Former Marine could lose his house in a losing battle over ban by his homeowners association

October 05, 2003|John-Thor Dahlburg | Times Staff Writer

JUPITER, Fla. — Once again the phone is ringing, this time with a radio station from Kalamazoo, Mich., on the other end. With an apology, George Andres hoists himself from his recliner and trots barefoot to the bedroom to give yet another interview.

Five years ago, the former electrician and Marine Corps private first class planted a flagpole on the front lawn of the two-bedroom townhouse where he lives with his wife of 42 years, and hoisted Old Glory.

What ensued has arguably made the mustachioed retiree the most celebrated resident of this small, suburban Palm Beach County municipality.

The 66-year-old Brooklyn native insists on his right to fly the Stars and Stripes from the flagpole in his yard, a practice the local homeowners association claims violates its rules.

To enforce its regulations -- which it says govern installation of the flagpole rather than flying the flag -- the association took Andres to court. So far, it seems to be the victor.

Andres said he had appeared before judges at least 28 times and piled up an estimated $40,000 in attorney's bills, though his current lawyer was working for free.

In a three-day trial, the association won its lawsuit against Andres and his flagpole, and slapped a lien on his residence to recuperate its own legal fees.

Because he won't take down the pole and pay $25,000 to cover the association's expenses as well as court fines for noncompliance with the verdict, Andres could lose his residence. Last month, a Palm Beach circuit judge ruled Andres' home may be sold at foreclosure, though the same judge later granted Andres a reprieve from an Oct. 9 auction so he could appeal.

Andres vows to keep his 3-by-5-foot all-weather flag, which he illuminates at night, flying no matter what happens. (In fact, he notes with an impish grin, he has even installed a taller aluminum flagpole, one measuring 19 feet, 6 inches versus the original 12 feet.)

"I've spent a lot of money to protect that flag," Andres said. "I'm risking losing my home. It means a lot to me. My wife agrees."

In its simplest, stripped-down version, his story has become the outrageous tale of a former Marine who may forfeit his home for flying the flag of the country he has served, and Andres has told it to many print and broadcast media, including radio stations in the Los Angeles area.

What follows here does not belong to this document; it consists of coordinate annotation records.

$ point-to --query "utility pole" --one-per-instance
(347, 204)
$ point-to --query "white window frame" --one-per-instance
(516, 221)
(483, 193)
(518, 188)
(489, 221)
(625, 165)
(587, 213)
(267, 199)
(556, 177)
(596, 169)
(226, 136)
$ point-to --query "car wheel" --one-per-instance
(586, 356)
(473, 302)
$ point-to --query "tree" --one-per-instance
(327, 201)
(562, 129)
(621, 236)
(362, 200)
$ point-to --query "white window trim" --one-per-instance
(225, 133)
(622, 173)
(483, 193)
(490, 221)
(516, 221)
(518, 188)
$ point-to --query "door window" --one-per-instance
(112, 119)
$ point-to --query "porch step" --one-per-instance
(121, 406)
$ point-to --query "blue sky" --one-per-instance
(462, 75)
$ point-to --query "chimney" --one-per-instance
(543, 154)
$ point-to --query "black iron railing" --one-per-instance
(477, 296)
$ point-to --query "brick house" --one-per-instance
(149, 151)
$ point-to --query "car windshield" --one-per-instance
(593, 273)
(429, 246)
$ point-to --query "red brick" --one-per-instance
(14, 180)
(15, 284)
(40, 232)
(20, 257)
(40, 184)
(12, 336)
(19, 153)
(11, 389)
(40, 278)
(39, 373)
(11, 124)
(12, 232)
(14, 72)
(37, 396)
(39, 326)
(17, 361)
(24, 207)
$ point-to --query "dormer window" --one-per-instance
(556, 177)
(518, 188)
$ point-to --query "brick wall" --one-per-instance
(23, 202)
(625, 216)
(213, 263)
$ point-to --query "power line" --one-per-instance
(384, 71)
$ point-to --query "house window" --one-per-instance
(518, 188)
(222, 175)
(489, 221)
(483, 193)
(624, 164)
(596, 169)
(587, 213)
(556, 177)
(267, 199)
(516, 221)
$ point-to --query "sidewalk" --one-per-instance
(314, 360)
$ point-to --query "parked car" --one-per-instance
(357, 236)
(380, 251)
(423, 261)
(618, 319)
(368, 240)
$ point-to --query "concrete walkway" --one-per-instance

An offended Lou Dobbs of CNN expressed astonishment that such a thing could happen in America. On the Fox News Channel, conservative commentator Sean Hannity offered to help raise any money Andres might need.

Last year, the Florida Legislature passed a law, signed by Gov. Jeb Bush, that was supposed to help Andres, though a state judge subsequently ruled that it didn't void the lien on his home. The new law stipulates that any Floridian may fly an American flag "in a respectful manner," regardless of any homeowners association restrictions to the contrary.

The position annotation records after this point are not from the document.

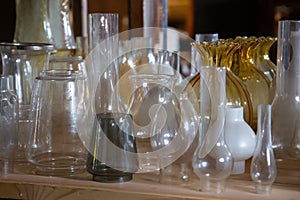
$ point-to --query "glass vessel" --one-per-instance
(285, 106)
(24, 61)
(54, 146)
(220, 53)
(9, 124)
(155, 14)
(44, 21)
(255, 81)
(263, 62)
(212, 160)
(239, 137)
(263, 165)
(111, 143)
(159, 114)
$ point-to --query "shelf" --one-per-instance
(23, 185)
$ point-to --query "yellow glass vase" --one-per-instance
(220, 53)
(256, 82)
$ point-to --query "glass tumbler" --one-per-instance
(54, 146)
(24, 61)
(8, 124)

On Flag Day last year, Jeb Bush showed up on the winding Jupiter street where the single-story Andres home is located to present the homeowner with an American flag and a check for $100. Bush also took off his green necktie with flag motifs and handed it to Andres.

"Here's a veteran who just wants to fly his flag," said Bush, according to news reports. "This looks like a great neighborhood. These people need to take a deep breath on Flag Day and just let him fly his flag."

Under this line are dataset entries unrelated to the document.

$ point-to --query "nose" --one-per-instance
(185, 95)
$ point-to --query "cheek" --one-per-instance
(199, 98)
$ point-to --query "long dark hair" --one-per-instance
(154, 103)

Lawyer Steve Selz, who represents the Indian Creek Phase III-B Homeowners Assn., admits the association's public image has become about as unfavorable as that of Osama bin Laden's cousin. But Selz says many people, including Florida's Republican governor and some of the national media, don't seem to understand the case, or may not want to.

"It's not about the flag," said the Palm Beach attorney. "It's about the pole. And it's about Mr. Andres' unwillingness to live by the rules that everyone else lives by."

Association restrictions, which are accepted by homeowners when they buy a property, require residents of the subdivision to apply for permission to make exterior additions like a flagpole, said Selz. Andres, said the lawyer, didn't follow those rules.

"We're not trying to get him to take down the flag, but the pole," Selz said. If Andres wants to fly the flag, he can do it from a pole mounted on his house like other residents, added the lawyer.

Inside the 850-square-foot home that George and Ann Andres share with an attention-craving Chihuahua and elephant-themed tchotchkes collected by Mrs. Andres, George produces a photocopy of the homeowners association rules and points out they make no explicit mention of flagpoles.

In the climate of galvanized love of country that has followed the Sept. 11 terrorist attacks, it's a safe bet that many people don't care what the fine print on the Andres deed might be. When "Good Morning America" did a report this month on the Jupiter retiree known locally as "the flag man," words of support came from as far away as a U.S. military base in Asia.